Je divise donc en deux : 25€ de l’heure pour ma rémunération, et 25€ de l’heure pour l’entreprise. Nous voyons-là que 25€ de l’heure, c’est encore un taux horaire intéressant, mais si je divise par les 2h30 passées chez la cliente, nous sommes un peu au-dessous du SMIC.

– Revenons toutefois à la situation idéale où je ne passe qu’une heure chez la cliente, rémunérée 25€ (avant impôts), or vous vous dites peut-être que 25€ de l’heure, c’est encore un bon salaire… Grave erreur ! Car ce n’est pas un salaire, justement.

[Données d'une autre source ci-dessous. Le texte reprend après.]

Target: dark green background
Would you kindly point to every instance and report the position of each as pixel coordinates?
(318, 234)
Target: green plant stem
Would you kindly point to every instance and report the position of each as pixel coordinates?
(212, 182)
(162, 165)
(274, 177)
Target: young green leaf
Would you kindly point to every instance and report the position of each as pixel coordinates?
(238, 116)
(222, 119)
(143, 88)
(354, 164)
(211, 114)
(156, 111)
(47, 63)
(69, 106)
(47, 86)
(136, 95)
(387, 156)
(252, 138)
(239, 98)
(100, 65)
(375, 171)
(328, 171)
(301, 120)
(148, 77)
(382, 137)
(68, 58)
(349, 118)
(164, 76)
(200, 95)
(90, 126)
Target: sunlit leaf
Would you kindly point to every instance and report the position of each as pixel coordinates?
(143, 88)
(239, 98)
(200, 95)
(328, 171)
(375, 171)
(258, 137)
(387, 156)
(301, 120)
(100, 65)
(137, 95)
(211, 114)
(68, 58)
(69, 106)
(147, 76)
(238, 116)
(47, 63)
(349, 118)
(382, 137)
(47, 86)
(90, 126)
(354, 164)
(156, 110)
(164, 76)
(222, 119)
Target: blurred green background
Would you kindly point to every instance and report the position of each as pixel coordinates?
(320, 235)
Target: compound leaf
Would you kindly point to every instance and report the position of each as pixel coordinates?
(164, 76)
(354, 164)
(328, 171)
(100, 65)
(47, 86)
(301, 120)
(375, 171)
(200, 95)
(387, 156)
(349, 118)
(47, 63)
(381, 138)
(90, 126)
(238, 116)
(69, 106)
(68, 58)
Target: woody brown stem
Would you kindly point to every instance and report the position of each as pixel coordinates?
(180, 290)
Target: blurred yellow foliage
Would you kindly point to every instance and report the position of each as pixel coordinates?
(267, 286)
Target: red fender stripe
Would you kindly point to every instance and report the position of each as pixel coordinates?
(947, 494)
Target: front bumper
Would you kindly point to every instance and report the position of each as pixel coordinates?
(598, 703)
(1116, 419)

Biais n°1 : quand un salarié prend des congés, son salaire tombe quand même à la fin du mois. Pour un artisan, non, il n’y a rien qui tombe tout seul. Bizarrement, les statistiques d’arrêts maladie entre salariés du privé, salariés du public et artisans sont très très différentes…

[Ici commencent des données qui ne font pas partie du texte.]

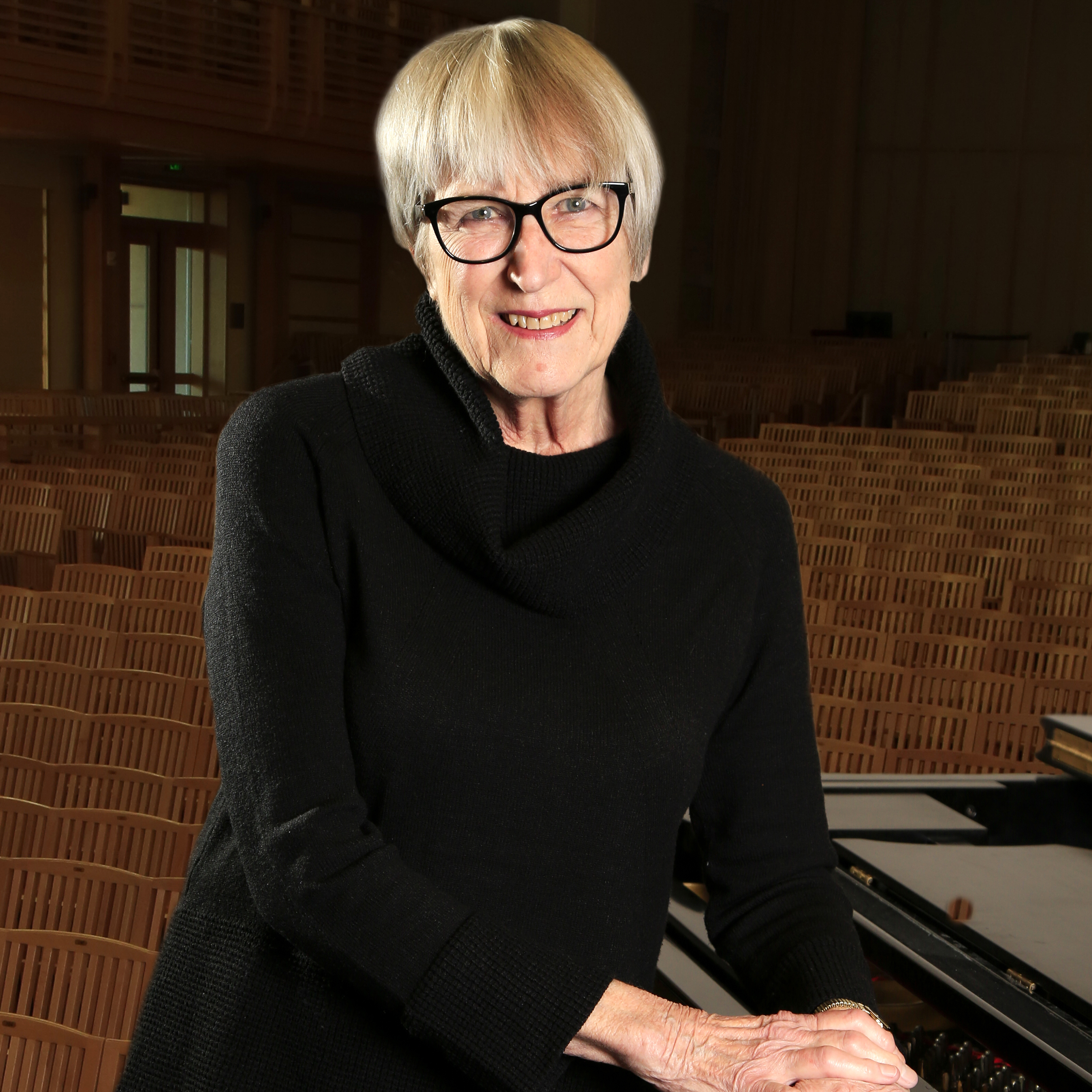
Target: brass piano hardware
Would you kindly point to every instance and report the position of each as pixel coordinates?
(1022, 981)
(699, 889)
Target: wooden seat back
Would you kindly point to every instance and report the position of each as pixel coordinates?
(93, 900)
(171, 748)
(89, 984)
(184, 559)
(137, 844)
(159, 616)
(70, 786)
(47, 1058)
(107, 580)
(166, 653)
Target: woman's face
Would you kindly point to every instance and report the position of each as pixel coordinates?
(533, 281)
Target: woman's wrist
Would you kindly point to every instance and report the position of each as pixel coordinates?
(633, 1028)
(847, 1003)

Donc les 25€ de l’heure doivent rémunérer l’artisan sur toute l’année, même quand il ne travaille pas.

Biais n°2 : « même quand il ne travaille pas » = « les doigts de pied en éventail sur la plage », mais pas seulement. Quand un artisan va chez un fournisseur, quand il établit un devis, quand il emmène sa camionnette chez le garagiste, il travaille. Et ce travail n’est pas facturé, en tout cas pas directement. Cela fait partie des 25€ de l’heure, qui doivent rémunérer toutes les heures de travail, celles avec les clés à molette dans la main et les autres.

Biais n°3 : des interventions de 10 minutes qui durent en fait 1h et qui ramènent 25€ dans la poche de l’artisan, combien peut-il en « vendre » dans une journée ? Une ou maximum deux le matin, et une ou maximum deux l’après-midi, parce qu’on ne sait pas combien de temps elles vont durer, justement, et puis parce que sinon cela se passerait comme ça :

– Au fait, heu, je peux vous montrer un truc ?

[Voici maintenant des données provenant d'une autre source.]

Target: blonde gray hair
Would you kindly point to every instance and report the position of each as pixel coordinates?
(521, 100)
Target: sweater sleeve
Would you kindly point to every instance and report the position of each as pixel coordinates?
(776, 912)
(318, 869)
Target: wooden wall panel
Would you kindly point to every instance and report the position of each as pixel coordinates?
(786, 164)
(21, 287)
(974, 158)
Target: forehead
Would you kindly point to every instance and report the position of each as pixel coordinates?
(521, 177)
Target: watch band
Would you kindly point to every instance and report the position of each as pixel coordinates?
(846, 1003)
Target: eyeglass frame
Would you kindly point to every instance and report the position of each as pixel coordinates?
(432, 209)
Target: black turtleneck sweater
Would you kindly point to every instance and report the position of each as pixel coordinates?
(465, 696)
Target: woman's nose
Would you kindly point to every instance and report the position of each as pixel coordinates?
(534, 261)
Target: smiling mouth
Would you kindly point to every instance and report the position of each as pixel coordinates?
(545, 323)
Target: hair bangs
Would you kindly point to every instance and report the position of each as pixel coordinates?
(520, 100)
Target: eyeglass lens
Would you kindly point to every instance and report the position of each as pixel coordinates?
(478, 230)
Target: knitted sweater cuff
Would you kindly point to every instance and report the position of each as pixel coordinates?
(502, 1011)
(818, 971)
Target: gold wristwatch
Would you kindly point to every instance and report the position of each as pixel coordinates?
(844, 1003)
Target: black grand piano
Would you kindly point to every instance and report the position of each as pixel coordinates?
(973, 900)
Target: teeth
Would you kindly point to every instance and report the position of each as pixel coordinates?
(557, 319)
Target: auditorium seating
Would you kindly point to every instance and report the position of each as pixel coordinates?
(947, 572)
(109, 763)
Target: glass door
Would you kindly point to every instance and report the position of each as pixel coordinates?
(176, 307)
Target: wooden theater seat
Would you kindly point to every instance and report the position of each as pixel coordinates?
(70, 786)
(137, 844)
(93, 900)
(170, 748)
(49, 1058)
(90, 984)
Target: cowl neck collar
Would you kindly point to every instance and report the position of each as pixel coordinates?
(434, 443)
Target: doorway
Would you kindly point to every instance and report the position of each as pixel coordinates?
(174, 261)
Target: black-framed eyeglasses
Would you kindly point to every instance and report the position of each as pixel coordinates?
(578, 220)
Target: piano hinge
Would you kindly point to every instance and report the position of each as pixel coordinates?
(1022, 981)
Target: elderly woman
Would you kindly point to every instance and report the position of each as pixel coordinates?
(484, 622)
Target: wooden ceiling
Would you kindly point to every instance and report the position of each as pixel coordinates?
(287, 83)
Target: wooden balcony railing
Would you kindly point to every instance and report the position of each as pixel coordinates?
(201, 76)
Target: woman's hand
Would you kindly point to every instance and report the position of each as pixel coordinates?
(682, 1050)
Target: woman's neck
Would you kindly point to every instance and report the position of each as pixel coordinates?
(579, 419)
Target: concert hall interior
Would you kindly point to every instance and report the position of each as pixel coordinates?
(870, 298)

– Ah non Madame, le compteur tourne, là, je n’ai pas le temps de regarder « un truc », il faut que je parte sur un autre chantier !

Alors bien sûr, en s’organisant un peu mieux, en étant plus rapide, en cadrant mieux l’intervention auprès du client, il y aurait moyen de « vendre » un peu plus d’heures dans une journée. Mais au final, il faut bien se dire qu’une intervention de 10 minutes facturée 100€, cela peut paraître cher pour le client, mais ça ne fait pas vivre l’artisan.

Vous comprenez maintenant pourquoi il est très difficile de trouver des artisans qui acceptent de se déplacer pour des petits chantiers.